My goal is to host a version of stable diffusion on Compute engine that I can use as a microservice to try to build apps with. Since I am a hobbyist, my plan was to power it up and down when I was actually using it to save a bit of money. I created this write up which describes my steps.
The first time I spin up the instance everything works as expected. I have to opt into installing the GPU, I follow the steps I outlined in the post and I can make requests to the compute instance.
However, when I restart the instance after shutting it down the docker image is unable to run because it doesn't have a driver for the GPU. I tried following the instructions from google for installing GPU drivers and sure enough `nvidia-smi` isn't installed.

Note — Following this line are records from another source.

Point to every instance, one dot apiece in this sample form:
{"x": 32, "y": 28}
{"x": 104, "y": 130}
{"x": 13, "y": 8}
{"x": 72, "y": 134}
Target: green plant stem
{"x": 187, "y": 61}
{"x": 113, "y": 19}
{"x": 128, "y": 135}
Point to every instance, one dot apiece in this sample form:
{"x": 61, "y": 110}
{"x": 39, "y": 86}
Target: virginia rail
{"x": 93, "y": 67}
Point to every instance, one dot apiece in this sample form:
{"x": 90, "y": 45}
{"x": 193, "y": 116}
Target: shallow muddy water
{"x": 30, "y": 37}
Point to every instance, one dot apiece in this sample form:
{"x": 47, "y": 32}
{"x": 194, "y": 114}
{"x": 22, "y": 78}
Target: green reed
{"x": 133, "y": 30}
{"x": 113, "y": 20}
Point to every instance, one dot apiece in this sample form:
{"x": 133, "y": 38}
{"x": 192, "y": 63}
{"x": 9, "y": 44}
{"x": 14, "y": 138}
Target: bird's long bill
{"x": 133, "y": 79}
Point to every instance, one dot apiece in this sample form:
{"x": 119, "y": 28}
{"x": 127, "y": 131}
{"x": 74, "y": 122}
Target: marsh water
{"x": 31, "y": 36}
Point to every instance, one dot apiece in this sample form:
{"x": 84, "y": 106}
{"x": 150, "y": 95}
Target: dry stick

bryantwolf@stable-diffusion-api:~$ sudo nvidia-smi
sudo: nvidia-smi: command not found
So I follow those instructions and end up with:
bryantwolf@stable-diffusion-api:~$ sudo nvidia-smi
Tue Oct 11 17:59:54 2022
+-----------------------------------------------------------------------------+
| NVIDIA-SMI 495.46 Driver Version: 495.46 CUDA Version: 11.5 |
|-------------------------------+----------------------+----------------------+
| GPU Name Persistence-M| Bus-Id Disp.A | Volatile Uncorr. ECC |
| Fan Temp Perf Pwr:Usage/Cap| Memory-Usage | GPU-Util Compute M. |
| | | MIG M. |
|===============================+======================+======================|
| 0 Tesla T4 Off | 00000000:00:04.0 Off | 0 |
| N/A 56C P0 29W / 70W | 0MiB / 15109MiB | 0% Default |
| | | N/A |
+-------------------------------+----------------------+----------------------+
+-----------------------------------------------------------------------------+
| Processes: |
| GPU GI CI PID Type Process name GPU Memory |
| ID ID Usage |
|=============================================================================|
| No running processes found |
+-----------------------------------------------------------------------------+
but when I try to run a docker image that requires GPU I end up with this error message
Running 'script/download-weights <my huggingface api key>' in Docker with the current directory mounted as a volume...
docker: Error response from daemon: could not select device driver "" with capabilities: [[gpu]].
ⅹ Docker is missing required device driver
Is there something about the restart process I don't understand that might help me mitigate this problem?